I really enjoyed teaching them, they had such excitement to be there and
they made it fun. After a while, my
husband and I were approached to help out with our church youth group. While I liked teaching the younger kids, I
loved teaching the teenagers. I really
had it in my heart to help them find their faith on their own apart from their
parents, while being there for them through everything they were going through
in life. I knew firsthand how important
that had been for me.
Teaching
youth was a completely different experience.
Most of the time we had to prepare our own lessons, unlike in Children’s
Church where we had a curriculum to follow.

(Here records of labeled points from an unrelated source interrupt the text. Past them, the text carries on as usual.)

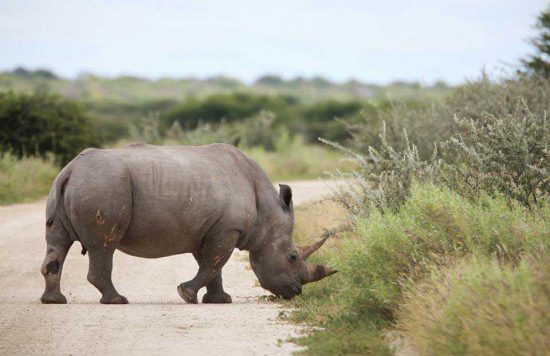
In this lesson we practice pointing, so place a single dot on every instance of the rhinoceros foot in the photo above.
(53, 297)
(117, 299)
(216, 298)
(187, 294)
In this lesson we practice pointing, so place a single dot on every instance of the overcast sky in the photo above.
(374, 41)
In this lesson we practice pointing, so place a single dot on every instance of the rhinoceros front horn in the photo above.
(306, 251)
(317, 272)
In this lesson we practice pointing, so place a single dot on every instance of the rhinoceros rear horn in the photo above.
(306, 251)
(317, 272)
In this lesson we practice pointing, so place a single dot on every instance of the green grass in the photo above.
(481, 307)
(25, 179)
(298, 161)
(389, 254)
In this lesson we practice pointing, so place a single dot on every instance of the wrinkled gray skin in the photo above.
(152, 201)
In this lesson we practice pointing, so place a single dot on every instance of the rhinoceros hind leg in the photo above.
(99, 274)
(58, 245)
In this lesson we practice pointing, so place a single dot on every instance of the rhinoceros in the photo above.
(156, 201)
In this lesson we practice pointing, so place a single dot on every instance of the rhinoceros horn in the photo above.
(317, 272)
(306, 251)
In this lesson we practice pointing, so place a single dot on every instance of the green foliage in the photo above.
(387, 254)
(539, 63)
(480, 307)
(508, 154)
(25, 179)
(282, 156)
(227, 107)
(383, 178)
(494, 143)
(41, 124)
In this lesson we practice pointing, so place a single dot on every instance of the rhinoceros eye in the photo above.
(293, 256)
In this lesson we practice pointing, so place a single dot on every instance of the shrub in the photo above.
(388, 252)
(509, 154)
(25, 179)
(383, 177)
(481, 307)
(41, 124)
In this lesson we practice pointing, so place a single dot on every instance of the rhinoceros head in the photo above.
(281, 266)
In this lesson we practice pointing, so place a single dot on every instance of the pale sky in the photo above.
(373, 41)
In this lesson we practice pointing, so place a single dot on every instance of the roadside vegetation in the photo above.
(443, 247)
(25, 179)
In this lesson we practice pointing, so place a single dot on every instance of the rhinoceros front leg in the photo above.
(99, 274)
(215, 252)
(214, 289)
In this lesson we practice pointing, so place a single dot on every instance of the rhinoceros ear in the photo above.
(285, 194)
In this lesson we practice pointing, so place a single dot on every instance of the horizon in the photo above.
(371, 43)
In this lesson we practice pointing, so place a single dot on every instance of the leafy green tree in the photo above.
(539, 63)
(41, 124)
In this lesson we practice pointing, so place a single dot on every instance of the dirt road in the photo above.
(156, 321)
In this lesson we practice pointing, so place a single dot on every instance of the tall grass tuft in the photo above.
(481, 307)
(25, 179)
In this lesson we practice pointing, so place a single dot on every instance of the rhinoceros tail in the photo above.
(56, 193)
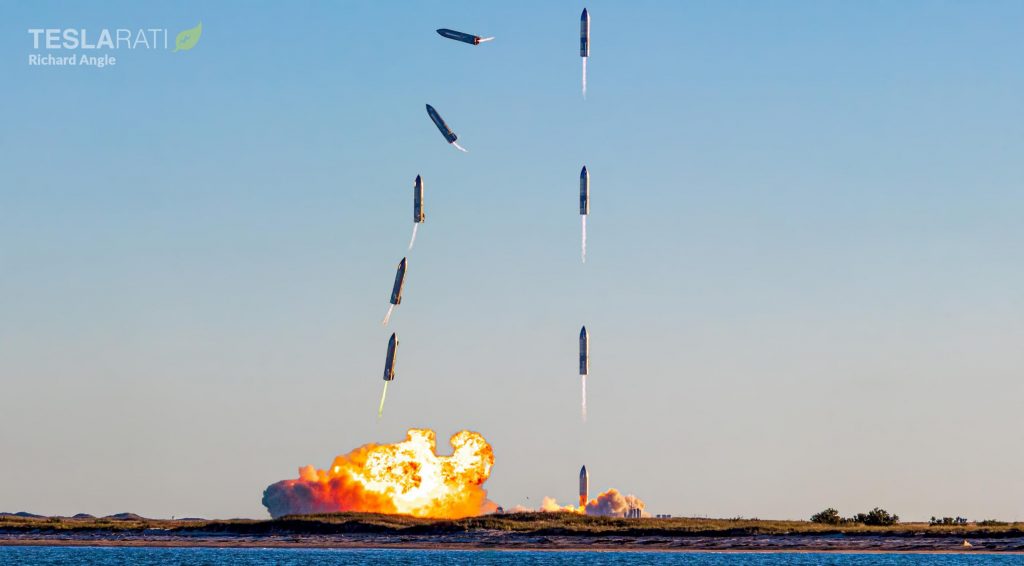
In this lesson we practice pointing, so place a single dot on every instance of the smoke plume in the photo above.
(583, 240)
(584, 77)
(406, 478)
(609, 504)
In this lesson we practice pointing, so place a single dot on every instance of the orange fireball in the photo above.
(406, 478)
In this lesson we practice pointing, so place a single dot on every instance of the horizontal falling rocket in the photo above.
(441, 126)
(392, 349)
(418, 215)
(585, 34)
(465, 38)
(399, 283)
(584, 191)
(584, 351)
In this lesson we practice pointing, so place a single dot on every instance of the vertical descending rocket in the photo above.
(399, 285)
(585, 44)
(584, 211)
(442, 127)
(584, 487)
(418, 214)
(584, 351)
(392, 350)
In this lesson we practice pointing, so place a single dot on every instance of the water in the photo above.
(321, 557)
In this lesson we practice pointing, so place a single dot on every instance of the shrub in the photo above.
(827, 517)
(877, 517)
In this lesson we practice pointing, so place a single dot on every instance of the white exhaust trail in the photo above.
(583, 241)
(584, 77)
(583, 397)
(416, 226)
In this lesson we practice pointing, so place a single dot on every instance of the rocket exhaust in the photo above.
(583, 241)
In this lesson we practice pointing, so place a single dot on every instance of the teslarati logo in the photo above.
(96, 48)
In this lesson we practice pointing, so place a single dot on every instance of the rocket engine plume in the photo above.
(583, 241)
(583, 396)
(406, 478)
(584, 77)
(609, 504)
(416, 226)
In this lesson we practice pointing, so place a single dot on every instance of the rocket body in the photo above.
(584, 191)
(418, 214)
(392, 350)
(399, 283)
(584, 351)
(459, 36)
(441, 126)
(585, 34)
(584, 487)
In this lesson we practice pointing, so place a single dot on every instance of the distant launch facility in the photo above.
(465, 38)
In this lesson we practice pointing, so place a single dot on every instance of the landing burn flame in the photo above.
(406, 478)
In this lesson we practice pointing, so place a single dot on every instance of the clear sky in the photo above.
(804, 278)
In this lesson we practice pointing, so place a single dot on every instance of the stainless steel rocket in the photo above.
(465, 38)
(441, 126)
(392, 349)
(418, 215)
(399, 283)
(584, 487)
(584, 191)
(584, 351)
(585, 34)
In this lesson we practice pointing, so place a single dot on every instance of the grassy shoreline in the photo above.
(560, 524)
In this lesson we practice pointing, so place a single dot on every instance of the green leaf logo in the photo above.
(187, 39)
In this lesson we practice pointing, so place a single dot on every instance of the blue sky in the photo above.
(803, 284)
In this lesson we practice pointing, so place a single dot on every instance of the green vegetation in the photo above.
(876, 518)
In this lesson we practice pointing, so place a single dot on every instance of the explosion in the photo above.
(406, 478)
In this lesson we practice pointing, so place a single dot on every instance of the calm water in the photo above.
(296, 557)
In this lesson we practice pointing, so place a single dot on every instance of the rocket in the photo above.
(399, 283)
(585, 34)
(465, 38)
(418, 215)
(584, 487)
(392, 349)
(441, 126)
(584, 191)
(584, 351)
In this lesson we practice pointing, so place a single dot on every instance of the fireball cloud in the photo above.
(406, 478)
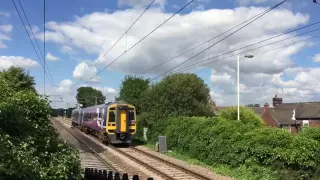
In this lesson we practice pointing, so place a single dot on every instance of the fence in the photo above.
(95, 174)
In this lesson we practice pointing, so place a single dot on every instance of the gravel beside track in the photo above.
(123, 164)
(164, 166)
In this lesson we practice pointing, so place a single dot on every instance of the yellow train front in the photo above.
(113, 123)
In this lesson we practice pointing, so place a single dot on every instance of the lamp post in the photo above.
(238, 72)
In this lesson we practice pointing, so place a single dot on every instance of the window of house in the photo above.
(305, 123)
(287, 127)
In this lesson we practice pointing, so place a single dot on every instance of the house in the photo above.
(292, 116)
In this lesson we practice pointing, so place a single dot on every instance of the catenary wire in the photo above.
(140, 40)
(148, 7)
(270, 9)
(243, 51)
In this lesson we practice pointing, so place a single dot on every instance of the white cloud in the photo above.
(261, 88)
(85, 71)
(65, 86)
(64, 96)
(95, 33)
(7, 28)
(51, 57)
(17, 61)
(109, 93)
(247, 2)
(67, 50)
(316, 58)
(141, 3)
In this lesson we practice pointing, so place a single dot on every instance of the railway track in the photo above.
(89, 157)
(160, 166)
(163, 168)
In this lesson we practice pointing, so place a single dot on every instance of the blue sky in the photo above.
(109, 19)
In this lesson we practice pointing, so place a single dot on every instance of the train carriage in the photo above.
(113, 123)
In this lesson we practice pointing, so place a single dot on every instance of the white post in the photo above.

I had to really get into the Bible and analyze it, sometimes interpret
it, and find practical life application for these kids. While it was difficult, it was also very
rewarding. Not only did we build great
relationships with these kids, but I learned so much more about the Bible. Most of these kids are in college now. My
husband and I still have a close relationship with them. We are now mentoring a few of them to become
the next youth leaders for our kids.
Through
all of these experiences, I became literate in the Bible and my faith, but they
have also prepared me for my journey as a teacher. As an English major, I often have to analyze
texts, write papers, and eventually lesson plans. I feel that all those years
of analyzing the Bible to solidify my faith has been preparation for this
point. The years I spent working with
the youth has prepared me to work with teenagers. Now, as I venture into a new ministry in my
church, Special Needs, I will be prepared for my next goal of getting my
Special Ed certification.
I
have been through a lot to get where I am today but I wouldn’t change a
thing. I see how everything that has
happened has prepared me for another part of my life. Kaila turns ten this year and she has no
restrictions and there is no more talk of a heart transplant. As a matter of fact, now when she goes to the
Cardiologist they marvel at how “normal” she appears. Last year her doctor told us that if he
didn’t know how sick she had been, he would never be able to tell.

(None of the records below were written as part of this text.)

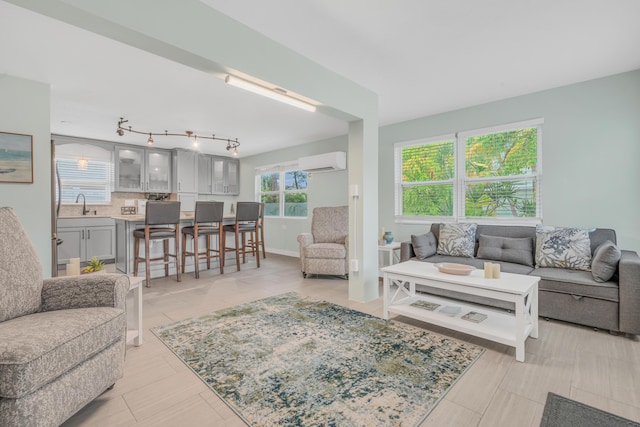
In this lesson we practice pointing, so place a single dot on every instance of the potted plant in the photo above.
(94, 265)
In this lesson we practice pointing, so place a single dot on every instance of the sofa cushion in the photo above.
(563, 248)
(575, 282)
(605, 261)
(21, 276)
(457, 240)
(518, 251)
(325, 250)
(424, 245)
(32, 356)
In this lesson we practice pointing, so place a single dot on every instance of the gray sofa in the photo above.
(62, 340)
(564, 294)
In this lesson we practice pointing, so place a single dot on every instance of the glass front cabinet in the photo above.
(218, 175)
(142, 170)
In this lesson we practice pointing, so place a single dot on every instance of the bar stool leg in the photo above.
(136, 255)
(196, 256)
(237, 250)
(176, 240)
(208, 246)
(147, 256)
(222, 254)
(184, 251)
(257, 253)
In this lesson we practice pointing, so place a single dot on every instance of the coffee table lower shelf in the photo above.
(499, 326)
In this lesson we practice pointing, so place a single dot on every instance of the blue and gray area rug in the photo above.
(288, 361)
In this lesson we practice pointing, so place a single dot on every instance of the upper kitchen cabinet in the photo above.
(218, 175)
(185, 171)
(142, 170)
(158, 171)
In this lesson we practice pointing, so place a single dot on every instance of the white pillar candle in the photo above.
(73, 269)
(488, 271)
(495, 271)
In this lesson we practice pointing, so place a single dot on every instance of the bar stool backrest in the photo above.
(247, 211)
(162, 213)
(209, 212)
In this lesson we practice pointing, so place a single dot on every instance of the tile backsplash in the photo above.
(112, 209)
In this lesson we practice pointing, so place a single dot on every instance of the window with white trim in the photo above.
(485, 175)
(86, 169)
(283, 190)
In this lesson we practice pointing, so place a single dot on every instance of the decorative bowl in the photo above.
(452, 268)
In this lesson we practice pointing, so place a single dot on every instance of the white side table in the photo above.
(390, 252)
(134, 331)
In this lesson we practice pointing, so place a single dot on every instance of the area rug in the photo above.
(288, 361)
(562, 412)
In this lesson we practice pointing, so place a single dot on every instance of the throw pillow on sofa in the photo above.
(605, 261)
(457, 240)
(424, 245)
(563, 248)
(508, 249)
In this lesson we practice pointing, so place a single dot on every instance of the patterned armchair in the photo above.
(326, 249)
(62, 340)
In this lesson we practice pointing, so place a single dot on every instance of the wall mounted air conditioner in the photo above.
(326, 162)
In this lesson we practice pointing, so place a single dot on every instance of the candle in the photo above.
(73, 269)
(495, 271)
(488, 271)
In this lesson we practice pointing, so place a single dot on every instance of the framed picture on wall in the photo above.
(16, 158)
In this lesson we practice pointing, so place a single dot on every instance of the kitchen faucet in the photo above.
(84, 203)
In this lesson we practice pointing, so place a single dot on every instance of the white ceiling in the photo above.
(421, 57)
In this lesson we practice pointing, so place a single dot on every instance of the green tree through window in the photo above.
(288, 200)
(484, 174)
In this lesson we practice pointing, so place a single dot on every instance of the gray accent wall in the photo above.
(590, 150)
(24, 108)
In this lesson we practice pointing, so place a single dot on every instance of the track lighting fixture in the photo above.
(232, 144)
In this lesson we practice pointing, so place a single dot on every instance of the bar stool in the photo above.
(161, 222)
(207, 222)
(247, 218)
(258, 238)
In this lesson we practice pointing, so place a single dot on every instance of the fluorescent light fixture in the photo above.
(277, 93)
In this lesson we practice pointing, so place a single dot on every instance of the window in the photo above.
(283, 190)
(93, 179)
(488, 174)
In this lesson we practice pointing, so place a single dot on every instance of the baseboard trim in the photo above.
(281, 252)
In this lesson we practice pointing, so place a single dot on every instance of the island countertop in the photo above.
(184, 216)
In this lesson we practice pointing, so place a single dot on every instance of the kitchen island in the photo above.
(126, 224)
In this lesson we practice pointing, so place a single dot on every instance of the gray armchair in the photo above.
(326, 249)
(62, 340)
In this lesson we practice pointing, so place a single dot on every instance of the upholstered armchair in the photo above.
(62, 340)
(326, 249)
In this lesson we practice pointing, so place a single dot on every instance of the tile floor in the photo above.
(158, 390)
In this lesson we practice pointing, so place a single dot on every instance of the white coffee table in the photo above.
(134, 332)
(500, 326)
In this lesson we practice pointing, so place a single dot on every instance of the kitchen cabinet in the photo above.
(218, 175)
(85, 238)
(142, 170)
(185, 171)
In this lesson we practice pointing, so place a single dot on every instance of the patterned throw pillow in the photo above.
(424, 245)
(563, 248)
(457, 240)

What an amazing, beautiful story this is, Michele. I'm so glad that your daughter is doing so much better! It can sometimes be awkward in setting outside of church to acknowledge how crucial your faith has been in your development because you never know how people will react, so it's really refreshing to see someone do so. I think it's also really cool for you to say that you think your years running the youth group helped you to interpret the Bible in a way that seemed true to you rather than accepting the interpretations of others, as we do as children. I'm sure it has made you an open-minded and thoughtful person and will serve you well in understanding your students and also in teaching them how to unlock the "true" meaning in whatever text you are teaching.